Pasaron tres días, y el Profesor Braddock seguía ausente en Londres, aunque alguna que otra carta a Lucy le pedía que enviara tal o cual artículo del museo, a veces por correo y en otras ocasiones por medio de Cocatúa, que viajaba expresamente a la ciudad. El Canaca volvía siempre con la noticia de que su amo tenía buen aspecto, pero sin traer ninguna palabra del regreso del Profesor. Lucy no se sorprendía, acostumbrada como estaba a las veleidades de Braddock.

Mientras tanto Don Pedro, instalado cómodamente en la posada del Guerrero, recorría Gartley con su aire digno, mostrando muy poco interés por el pueblo, pero uno muy grande por Las Pirámides. Como el Profesor estaba ausente, Lucy no podía invitarle a cenar, pero sí le invitó a él y a Donna Inés al té de la tarde.
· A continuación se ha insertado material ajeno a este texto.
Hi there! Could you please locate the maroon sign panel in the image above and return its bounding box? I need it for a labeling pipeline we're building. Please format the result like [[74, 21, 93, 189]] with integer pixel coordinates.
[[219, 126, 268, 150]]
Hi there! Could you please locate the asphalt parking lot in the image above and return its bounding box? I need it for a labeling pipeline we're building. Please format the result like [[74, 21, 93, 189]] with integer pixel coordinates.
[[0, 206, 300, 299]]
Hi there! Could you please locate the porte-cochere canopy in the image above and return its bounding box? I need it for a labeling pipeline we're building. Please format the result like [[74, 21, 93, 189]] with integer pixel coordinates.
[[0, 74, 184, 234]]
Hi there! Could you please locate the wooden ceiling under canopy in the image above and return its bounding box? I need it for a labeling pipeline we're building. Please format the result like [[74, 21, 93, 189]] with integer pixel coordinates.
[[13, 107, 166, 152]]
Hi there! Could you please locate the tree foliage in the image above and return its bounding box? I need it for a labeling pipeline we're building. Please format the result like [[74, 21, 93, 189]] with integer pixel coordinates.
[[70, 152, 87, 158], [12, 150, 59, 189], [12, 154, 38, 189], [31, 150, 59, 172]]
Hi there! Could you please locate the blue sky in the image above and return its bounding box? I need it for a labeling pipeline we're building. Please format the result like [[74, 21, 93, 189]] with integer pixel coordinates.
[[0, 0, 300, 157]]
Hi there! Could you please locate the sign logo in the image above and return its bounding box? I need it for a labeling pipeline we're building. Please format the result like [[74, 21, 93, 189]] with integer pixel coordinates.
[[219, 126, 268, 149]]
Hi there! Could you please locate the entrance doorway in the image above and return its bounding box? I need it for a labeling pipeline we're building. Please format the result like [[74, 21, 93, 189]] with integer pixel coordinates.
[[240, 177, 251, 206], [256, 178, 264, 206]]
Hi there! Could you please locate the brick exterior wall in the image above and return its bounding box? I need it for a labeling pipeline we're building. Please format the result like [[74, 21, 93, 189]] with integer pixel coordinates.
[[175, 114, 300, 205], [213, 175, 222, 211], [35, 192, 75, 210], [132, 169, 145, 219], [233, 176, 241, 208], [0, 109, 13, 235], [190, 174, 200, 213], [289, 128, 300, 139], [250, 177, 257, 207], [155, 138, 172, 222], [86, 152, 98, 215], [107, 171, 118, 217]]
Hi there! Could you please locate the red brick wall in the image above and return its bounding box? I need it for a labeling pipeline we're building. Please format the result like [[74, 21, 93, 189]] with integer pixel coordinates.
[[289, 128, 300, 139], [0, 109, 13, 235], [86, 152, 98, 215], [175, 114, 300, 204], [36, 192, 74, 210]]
Don Pedro estaba ansioso por echar un vistazo al museo, pero Cocatúa se negó rotundamente a dejarle entrar, diciendo que su amo había prohibido que nadie viera la colección durante su ausencia. Y en esta negativa Cocatúa fue respaldado por la señorita Kendal, que tenía un miedo saludable a la cólera de su padrastro si volvía y encontraba que un extraño había estado circulando libremente por sus sagrados aposentos. El caballero peruano se mostró extremadamente decepcionado; tanto, en efecto, que Lucy se imaginó que creía que Braddock tenía la momia verde escondida en el museo, a pesar del comunicado de pérdida del Sailor's Rest.

Al no poder conseguir permiso para recorrer las habitaciones de Las Pirámides, Don Pedro hacía visitas ocasionales a Pierside y preguntaba a la policía acerca del asesinato de Bolton. Del Inspector Date no supo nada de importancia, e incluso ese oficial expresó su convicción de que la verdad no se sabría hasta el Día del Juicio Final. Entonces se le ocurrió a De Gayangos explorar los alrededores del Sailor's Rest y examinar él mismo aquel establecimiento. Vio la famosa ventana a través de la cual la misteriosa mujer había hablado con el difunto, y notó que daba sobre un estrecho camino pedregoso, al borde del agua, desde donde un tosco embarcadero se adentraba en la corriente algún trecho. Nada hubiera sido más fácil, reflexionó Don Pedro, que para el asesino entrar por la ventana, y, habiendo consumado su obra, salir por el mismo camino, llevando el estuche que contenía la momia. Unos pocos pasos le llevarían a él y a su carga a una barca que le esperase, y una vez que la embarcación se deslizase en las brumas del río, todo rastro se perdería, como en efecto había ocurrido. De este modo creía el caballero peruano que habían sido consumados el asesinato y el robo, pero incluso suponiendo que las cosas hubieran ocurrido como él conjeturaba, seguía estando tan lejos como siempre de descifrar el misterio.

Mientras Don Pedro buscaba el cadáver de su real antepasado, y de paso al ladrón y asesino, su hija era cortejada por Sir Frank Random. El cielo sabe lo que veía en ella —como Lucy observó a Hope— pues la muchacha no tenía una sola palabra que decir. Era indudablemente hermosa, y vestía con mucho gusto, salvo por ocasionales indicios de bárbaro deleite en el color, heredados sin duda de sus antepasados Incas. Aun así, parecía carecer de conversación trivial o importante, o de cualquier conversación. Estaba sentada y sonreía y parecía un hermoso cuadro, pero después de satisfacer el ojo con su apariencia, dejaba mucho que desear. Sin embargo, Sir Frank apreciaba su quietud majestuosa, y parecía ansioso por hacerla su esposa. Lucy, a pesar de que él había superado tan rápidamente su negativa a casarse con él, deseaba que fuese feliz con Donna Inés, a quien parecía amar, y le brindaba todas las oportunidades de encontrarse con la señorita para que pudiera proseguir su galanteo. Aun así se preguntaba que deseara casarse con un témpano de hielo, y Donna Inés, con su lengua silenciosa y sus frías sonrisas, poco más era. Sin embargo, como Frank Random era la parte principal interesada en el galanteo —pues Donna Inés era meramente pasiva— no había más que decir.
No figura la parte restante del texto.